I'm trying to evaluate the impact of an intervention in the most statistically accurate way possible but I'm having a hard time figuring out a way measure incremental growth along with statistical validation (for e.g., MAPE for forecasting). The problem with this data is that there is no historical data to forecast or run a causalImpact on. This is because the product marketing intervention and product launch happens simultaneously, leaving no room for a non-intervention period.
Here is the sample data which contains daily time series sales of 4 Cars. One is a test car which has been exposed to a marketing intervention. The other 3 are control cars which are similar to the test in terms of the category of the product, price and launch season of product. The scale for these control cars will be different due to factors such as brand size. Additionally, among the 3 control cars, Control car #2 has its launch in the same quarter but different year(2016) when compared to the test product(2017).
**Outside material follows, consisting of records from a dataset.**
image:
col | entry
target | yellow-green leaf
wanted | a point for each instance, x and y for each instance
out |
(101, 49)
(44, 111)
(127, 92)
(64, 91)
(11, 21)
To measure incremental growth, this is what I've done so far ( Tab 'Normalization and Scaling' of the data attached) :
- (Min-Max)Normalized all the control cars sales to a range 0 to 1.
- Take the average of the 3 normalized control cars
- Scale the averaged Normalizations to the ranges of the test group to seem like a similarly scaled baseline.
- The difference between the Test car and the scaled data points should give me the daily incremental.
However, the massive problem with this method is that there is no way to measure accuracy to this method. Clearly, this is a flawed method. Is there an alternative method? How do I make this more statistically sound and logical?